Suponhamos, entretanto, que, um líquido sofra uma redução brusca de temperatura, muito rápida, de modo que não houve tempo suficiente para o arranjo ordenado das partículas (B para E, no gráfico). Assim, chega-se a um líquido super-resfriado, em que não houve possibilidade de formação do arranjo cristalino.
Concomitante a esse resfriamento abrupto do líquido, ocorre um aumento da sua viscosidade. Chega-se a um ponto em que a viscosidade é tão alta, que uma movimentação de moléculas é praticamente impossível. A partir desse momento, o material ainda apresenta a característica estrutural do líquido (moléculas amontoadas de forma aleatória, sem um arranjo definido), mas passa a se comportar de maneira muito semelhante a um sólido cristalino.
Esse fenômeno que foi descrito acima é a transição vítrea (ponto E, no gráfico). Essa transição vítrea ocorrerá em uma temperatura específica (TTV, no gráfico), de modo que, acima dela, o material irá se comportar como um líquido, mas, abaixo dela, ele se comportará como um sólido, sendo o vidro que conhecemos.
Veja também: Afinal, o vidro é líquido ou sólido?
Matéria-prima do vidro
Não existe uma única matéria-prima para o vidro, uma vez que materiais vítreos podem ter composições químicas distintas, até porque vidros não obedecem às proporções estequiométricas.
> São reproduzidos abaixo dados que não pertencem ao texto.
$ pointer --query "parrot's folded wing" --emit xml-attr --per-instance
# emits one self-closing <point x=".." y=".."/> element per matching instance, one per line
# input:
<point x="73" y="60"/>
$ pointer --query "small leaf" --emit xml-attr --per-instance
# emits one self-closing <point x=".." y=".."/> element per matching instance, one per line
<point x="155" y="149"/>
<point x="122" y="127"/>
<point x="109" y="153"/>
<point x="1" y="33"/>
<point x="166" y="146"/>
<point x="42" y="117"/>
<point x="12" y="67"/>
Dessa forma, os vidros são divididos em três grupos químicos:
- inorgânicos,
- orgânicos e
- metálicos.
Os vidros inorgânicos são maioria e cada grupo específico recebe seu nome em função da substância de composição majoritária. Dentro dos vidros inorgânicos, destacam-se os vidros óxidos, sendo o mais comum e importante, por conta de suas aplicações históricas, o vidro silicato cujo componente majoritário é o SiO2.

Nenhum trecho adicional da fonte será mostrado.